Reinforcement Learning with Delayed, Composite, and Partially Anonymous Reward
This addresses a specific challenge in RL for scenarios with complex reward feedback, but it is incremental as it builds on existing MDP frameworks with new constraints.
The paper tackles the problem of reinforcement learning with delayed, composite, and partially anonymous rewards in an infinite-horizon MDP, proposing the DUCRL2 algorithm that achieves a near-optimal regret bound of ̃O(DS√AT + d(SA)^3), demonstrating optimality in the order of T and an additive impact of delay.

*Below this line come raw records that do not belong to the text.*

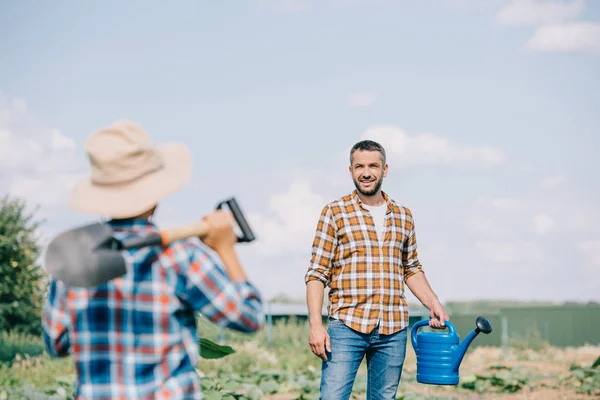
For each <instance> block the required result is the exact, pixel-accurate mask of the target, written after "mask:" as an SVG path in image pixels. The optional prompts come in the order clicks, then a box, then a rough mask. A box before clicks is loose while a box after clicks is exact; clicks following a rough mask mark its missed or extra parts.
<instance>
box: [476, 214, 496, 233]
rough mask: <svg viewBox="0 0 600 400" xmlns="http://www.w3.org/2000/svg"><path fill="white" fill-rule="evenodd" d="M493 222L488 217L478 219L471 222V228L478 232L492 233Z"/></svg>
mask: <svg viewBox="0 0 600 400" xmlns="http://www.w3.org/2000/svg"><path fill="white" fill-rule="evenodd" d="M492 225H493V220H492V219H491V218H486V217H476V218H473V220H472V221H471V228H472V229H473V230H474V231H476V232H490V231H491V229H492Z"/></svg>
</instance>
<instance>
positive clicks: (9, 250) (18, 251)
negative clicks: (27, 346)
mask: <svg viewBox="0 0 600 400" xmlns="http://www.w3.org/2000/svg"><path fill="white" fill-rule="evenodd" d="M25 208H26V205H25V202H24V201H23V200H20V199H13V198H10V197H8V196H4V197H3V198H2V199H1V200H0V276H2V279H1V280H0V327H4V329H5V330H6V329H7V328H9V329H10V330H13V331H17V332H23V333H29V334H33V335H40V334H41V311H42V296H43V291H42V290H41V286H42V277H43V275H42V271H41V269H40V268H39V267H38V266H37V265H36V260H37V258H38V256H39V255H40V247H39V245H38V243H37V240H38V238H37V230H38V228H39V226H40V224H41V222H40V221H37V220H35V218H34V217H35V213H34V212H31V213H27V212H26V210H25Z"/></svg>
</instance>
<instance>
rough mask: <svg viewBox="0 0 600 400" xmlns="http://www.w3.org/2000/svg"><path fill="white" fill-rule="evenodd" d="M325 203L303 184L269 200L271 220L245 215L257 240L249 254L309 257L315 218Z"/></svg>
mask: <svg viewBox="0 0 600 400" xmlns="http://www.w3.org/2000/svg"><path fill="white" fill-rule="evenodd" d="M325 204H326V199H325V198H324V197H323V196H321V195H319V194H317V193H315V192H314V191H313V189H312V187H311V185H310V183H309V182H308V181H306V180H296V181H294V182H292V183H291V184H290V186H289V188H288V190H287V191H286V192H284V193H276V194H274V195H272V196H271V198H270V199H269V210H270V211H271V212H272V214H273V215H272V216H264V215H259V214H257V213H248V217H247V218H248V220H249V223H250V224H251V225H252V227H253V228H252V229H253V230H255V232H256V236H257V238H260V240H257V243H256V245H254V246H253V247H252V249H253V251H255V252H257V253H259V254H261V255H263V256H274V255H285V254H287V255H289V254H291V253H293V252H304V253H310V246H311V244H312V240H313V235H314V233H315V229H316V227H317V222H318V219H319V214H320V212H321V210H322V209H323V207H324V206H325Z"/></svg>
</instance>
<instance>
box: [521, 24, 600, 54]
mask: <svg viewBox="0 0 600 400" xmlns="http://www.w3.org/2000/svg"><path fill="white" fill-rule="evenodd" d="M525 48H526V49H528V50H532V51H545V52H551V51H555V52H590V53H597V52H600V24H599V23H592V22H572V23H565V24H551V25H543V26H541V27H539V28H538V29H537V30H536V31H535V32H534V34H533V36H532V37H531V38H530V39H529V40H528V41H527V43H526V44H525Z"/></svg>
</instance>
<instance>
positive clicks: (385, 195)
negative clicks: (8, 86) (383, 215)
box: [352, 189, 398, 214]
mask: <svg viewBox="0 0 600 400" xmlns="http://www.w3.org/2000/svg"><path fill="white" fill-rule="evenodd" d="M381 195H382V196H383V199H384V200H385V202H386V203H387V211H386V214H387V213H389V212H391V211H394V212H397V211H398V206H397V205H396V202H395V201H394V200H392V199H391V198H390V196H388V195H387V193H385V192H384V191H383V190H382V191H381ZM352 199H353V200H354V201H355V202H356V204H358V206H359V207H360V208H362V209H363V210H365V211H366V209H365V207H364V205H363V202H362V200H361V199H360V196H359V195H358V190H357V189H354V190H353V191H352Z"/></svg>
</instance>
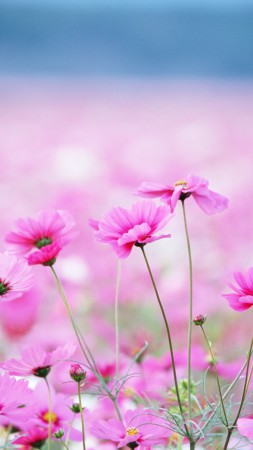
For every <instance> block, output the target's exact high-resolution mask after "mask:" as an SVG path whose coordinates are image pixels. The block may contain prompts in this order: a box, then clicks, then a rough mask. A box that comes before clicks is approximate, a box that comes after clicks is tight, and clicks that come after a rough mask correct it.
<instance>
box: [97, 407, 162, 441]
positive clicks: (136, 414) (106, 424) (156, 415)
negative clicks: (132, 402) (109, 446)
mask: <svg viewBox="0 0 253 450" xmlns="http://www.w3.org/2000/svg"><path fill="white" fill-rule="evenodd" d="M165 426H166V421H165V420H163V419H162V418H159V417H157V413H156V412H155V411H152V410H144V409H136V410H134V411H132V410H130V411H127V412H126V413H125V415H124V423H122V422H121V421H119V420H118V419H110V420H108V421H105V420H99V421H98V422H97V423H96V425H94V426H93V427H92V431H93V433H94V435H95V436H97V437H98V438H100V439H107V440H109V441H113V442H115V443H116V444H117V448H121V447H124V446H129V447H130V445H131V447H130V448H137V447H138V448H139V449H144V448H147V447H148V446H152V445H158V444H165V441H166V440H167V439H168V437H169V435H170V434H171V432H170V431H169V430H168V429H167V428H166V427H165ZM129 444H130V445H129Z"/></svg>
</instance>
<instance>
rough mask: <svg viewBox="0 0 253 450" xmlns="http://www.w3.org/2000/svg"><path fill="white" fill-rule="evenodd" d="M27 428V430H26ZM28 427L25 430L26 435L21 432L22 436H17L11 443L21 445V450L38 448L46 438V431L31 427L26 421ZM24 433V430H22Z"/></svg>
mask: <svg viewBox="0 0 253 450" xmlns="http://www.w3.org/2000/svg"><path fill="white" fill-rule="evenodd" d="M28 427H29V428H28ZM28 427H27V425H26V426H25V428H26V434H25V436H24V435H23V434H24V433H23V432H22V436H19V437H18V438H17V439H15V440H14V441H13V443H14V444H15V445H22V449H23V450H30V449H31V448H40V447H42V446H43V444H44V442H45V441H46V440H47V438H48V431H47V430H46V429H45V428H43V427H38V426H33V422H32V421H28ZM24 431H25V430H24Z"/></svg>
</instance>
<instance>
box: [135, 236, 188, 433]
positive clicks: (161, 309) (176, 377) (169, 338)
mask: <svg viewBox="0 0 253 450" xmlns="http://www.w3.org/2000/svg"><path fill="white" fill-rule="evenodd" d="M140 249H141V251H142V254H143V256H144V260H145V263H146V266H147V269H148V273H149V276H150V279H151V282H152V285H153V288H154V291H155V294H156V298H157V301H158V304H159V306H160V310H161V313H162V316H163V320H164V324H165V328H166V331H167V337H168V342H169V349H170V356H171V364H172V371H173V378H174V383H175V389H176V396H177V402H178V406H179V410H180V414H181V416H182V419H183V421H184V427H185V431H186V434H187V436H188V437H189V436H190V435H189V430H188V427H187V425H186V423H185V419H184V412H183V407H182V403H181V399H180V394H179V389H178V382H177V373H176V365H175V359H174V353H173V345H172V340H171V335H170V329H169V324H168V321H167V318H166V314H165V311H164V309H163V305H162V302H161V299H160V296H159V293H158V290H157V287H156V284H155V280H154V277H153V274H152V272H151V268H150V265H149V262H148V259H147V256H146V253H145V250H144V248H143V245H141V246H140Z"/></svg>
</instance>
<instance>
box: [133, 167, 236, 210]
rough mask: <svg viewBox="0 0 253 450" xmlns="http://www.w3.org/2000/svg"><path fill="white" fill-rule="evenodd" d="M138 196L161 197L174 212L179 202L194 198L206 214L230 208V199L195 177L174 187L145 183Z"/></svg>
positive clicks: (186, 177) (198, 205)
mask: <svg viewBox="0 0 253 450" xmlns="http://www.w3.org/2000/svg"><path fill="white" fill-rule="evenodd" d="M135 194H136V195H140V196H141V197H147V198H155V197H160V198H161V200H163V201H164V202H165V203H167V204H168V205H169V206H170V208H171V211H172V212H173V211H174V209H175V207H176V204H177V202H178V200H185V199H186V198H188V197H190V196H192V197H193V198H194V200H195V202H196V203H197V204H198V206H199V207H200V208H201V209H202V210H203V211H204V212H205V213H206V214H215V213H217V212H221V211H223V210H224V209H226V208H227V206H228V199H227V198H226V197H224V196H223V195H220V194H217V192H214V191H211V190H210V189H209V188H208V181H207V180H205V179H204V178H201V177H197V176H195V175H187V177H185V178H184V179H182V180H178V181H176V182H175V183H174V184H173V186H170V185H162V184H161V185H160V184H155V183H148V182H144V183H142V184H141V186H140V187H139V188H138V189H137V190H136V192H135Z"/></svg>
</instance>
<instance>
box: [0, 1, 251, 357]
mask: <svg viewBox="0 0 253 450" xmlns="http://www.w3.org/2000/svg"><path fill="white" fill-rule="evenodd" d="M252 23H253V3H252V1H250V0H249V1H246V0H238V1H237V0H227V1H226V0H217V1H216V0H213V1H212V0H205V1H201V0H199V1H197V0H195V1H194V0H170V1H166V0H165V1H162V0H145V1H144V0H111V1H110V0H100V1H99V0H86V1H84V0H71V1H70V0H68V1H67V0H61V1H57V0H48V1H47V0H36V1H35V0H6V1H5V0H0V97H1V102H0V157H1V183H0V193H1V195H0V211H1V221H0V231H1V233H2V236H4V233H5V232H7V231H8V230H9V229H11V228H13V222H14V220H15V219H16V218H17V217H22V216H33V215H34V214H35V213H36V212H37V211H39V210H40V209H43V208H57V209H68V210H69V211H70V212H71V213H72V214H73V216H74V218H75V220H76V222H77V225H78V228H79V229H80V234H79V236H78V238H77V239H76V240H75V242H73V244H71V245H69V247H68V248H66V250H64V251H63V252H62V256H61V257H59V260H58V262H57V269H58V271H59V274H60V276H61V277H62V279H63V281H64V283H65V286H66V289H67V291H68V293H69V295H70V298H71V302H72V306H73V308H74V310H75V312H76V314H77V315H78V317H79V318H81V319H80V324H81V325H82V327H83V329H85V331H86V333H87V337H88V339H89V341H90V344H91V345H93V346H94V348H96V349H97V351H98V353H99V352H101V353H104V352H105V349H106V351H107V354H108V355H110V354H111V355H113V353H114V330H113V303H114V296H115V285H116V273H117V260H116V257H115V255H114V254H113V253H112V251H111V249H110V248H107V247H106V246H105V247H103V246H100V245H99V244H98V243H96V242H94V239H93V236H92V230H90V229H89V227H88V218H89V217H96V218H101V217H102V216H103V214H104V213H105V212H106V211H107V210H108V209H110V208H111V207H113V206H118V205H121V206H125V207H127V206H130V205H131V204H132V202H133V201H135V198H134V197H133V196H132V193H133V191H134V189H136V187H138V185H139V184H140V183H141V182H142V181H155V182H166V183H170V184H172V183H174V182H175V181H176V180H177V179H179V178H184V176H186V175H187V174H188V173H193V174H196V175H200V176H203V177H205V178H207V179H208V180H209V181H210V186H211V188H212V189H213V190H216V191H218V192H220V193H222V194H223V195H226V196H227V197H229V199H230V207H229V210H228V211H226V212H224V213H222V214H220V215H216V216H212V217H207V216H205V215H204V213H203V212H202V211H201V210H199V209H198V207H197V206H196V204H194V202H192V201H191V199H189V201H188V203H187V213H188V221H189V228H190V234H191V241H192V247H193V266H194V283H195V285H194V313H195V314H197V313H203V314H205V313H207V314H208V315H209V319H208V330H209V333H210V336H211V338H212V339H213V340H214V342H215V350H216V351H217V354H219V355H222V354H223V352H224V351H226V354H225V356H224V359H225V361H231V360H233V361H234V360H235V361H240V358H241V356H242V354H244V352H246V349H247V347H248V345H249V341H248V340H249V335H250V334H251V332H252V318H251V311H247V312H246V313H235V312H234V311H231V310H229V307H228V305H227V303H226V300H224V299H223V298H222V297H221V294H222V293H224V292H228V290H229V288H228V287H227V281H228V280H231V277H232V273H233V271H234V270H242V271H245V270H247V269H248V267H250V266H251V265H252V247H253V213H252V193H253V190H252V188H253V177H252V157H253V127H252V119H253V83H252V77H253V59H252V49H253V27H252ZM169 229H170V230H171V233H172V239H171V240H167V242H165V241H160V242H158V243H155V244H153V245H152V246H149V248H148V254H149V258H150V262H151V265H152V266H153V269H154V271H155V276H156V279H157V282H158V286H159V290H160V292H161V296H162V298H163V300H164V303H165V307H166V311H167V313H168V317H169V321H170V322H171V325H172V328H173V335H174V338H175V341H176V347H178V348H179V349H182V348H184V346H185V343H186V336H187V326H186V322H187V310H188V306H187V301H188V271H187V253H186V245H185V237H184V232H183V224H182V214H181V211H180V208H178V209H177V211H176V215H175V218H174V219H173V221H172V222H171V224H170V225H169ZM1 247H2V249H4V244H3V240H2V244H1ZM35 278H36V285H35V288H34V292H33V294H31V296H30V297H28V298H27V299H26V300H25V302H24V301H22V303H21V301H20V300H17V301H15V302H12V303H11V304H5V305H0V308H1V318H0V320H1V322H2V330H1V334H2V339H1V352H2V354H3V356H5V355H6V349H7V348H8V352H9V349H11V350H10V351H11V352H13V353H15V352H16V351H17V344H18V346H21V347H22V346H24V345H26V344H27V343H29V342H31V339H33V341H34V342H35V341H37V342H39V343H44V344H45V345H48V346H50V345H52V342H54V343H61V342H62V341H65V340H66V339H67V338H68V337H72V330H71V328H70V326H69V327H68V326H66V324H65V325H64V327H63V326H62V324H63V323H66V315H65V311H64V309H63V307H62V306H61V304H60V300H59V298H58V296H57V294H56V292H55V289H54V286H53V283H52V282H51V279H50V276H49V274H48V273H47V269H45V268H42V267H36V269H35ZM120 305H121V312H120V325H121V330H122V334H121V350H122V351H125V352H129V353H131V352H134V349H135V348H136V347H137V348H139V347H138V346H141V345H143V342H144V340H145V339H148V340H149V342H150V351H151V352H153V351H154V352H158V353H159V351H161V349H162V348H163V345H161V342H162V339H161V336H162V333H163V331H162V330H163V325H162V324H161V320H160V312H159V310H158V307H157V306H156V304H155V299H154V295H153V292H152V290H151V285H150V284H149V280H148V277H147V274H146V271H145V267H144V263H143V261H142V259H141V254H139V253H138V249H136V251H134V252H133V253H132V254H131V256H130V257H129V259H128V260H127V261H124V263H123V267H122V277H121V288H120ZM52 324H53V326H52ZM48 327H50V328H48ZM48 329H50V333H48V332H47V331H45V330H48ZM94 331H95V332H94ZM194 341H195V343H196V345H199V346H201V345H202V346H203V343H202V339H201V338H200V336H199V332H198V330H194ZM102 342H103V345H102V344H101V343H102ZM7 343H8V347H7V345H6V344H7ZM164 348H165V345H164ZM203 348H204V346H203ZM204 352H205V350H203V355H205V353H204ZM203 358H205V356H203Z"/></svg>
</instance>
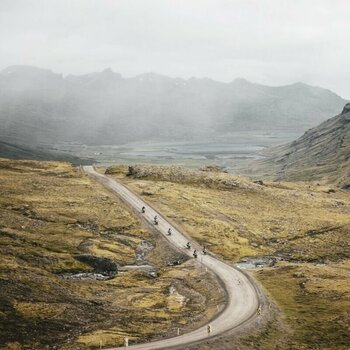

We investigate an infinite-horizon average reward Markov Decision Process (MDP) with delayed, composite, and partially anonymous reward feedback. The delay and compositeness of rewards mean that rewards generated as a result of taking an action at a given state are fragmented into different components, and they are sequentially realized at delayed time instances. The partial anonymity attribute implies that a learner, for each state, only observes the aggregate of past reward components generated as a result of different actions taken at that state, but realized at the observation instance. We propose an algorithm named $\mathrm{DUCRL2}$ to obtain a near-optimal policy for this setting and show that it achieves a regret bound of $\tilde{\mathcal{O}}\left(DS\sqrt{AT} + d (SA)^3\right)$ where $S$ and $A$ are the sizes of the state and action spaces, respectively, $D$ is the diameter of the MDP, $d$ is a parameter upper bounded by the maximum reward delay, and $T$ denotes the time horizon. This demonstrates the optimality of the bound in the order of $T$, and an additive impact of the delay.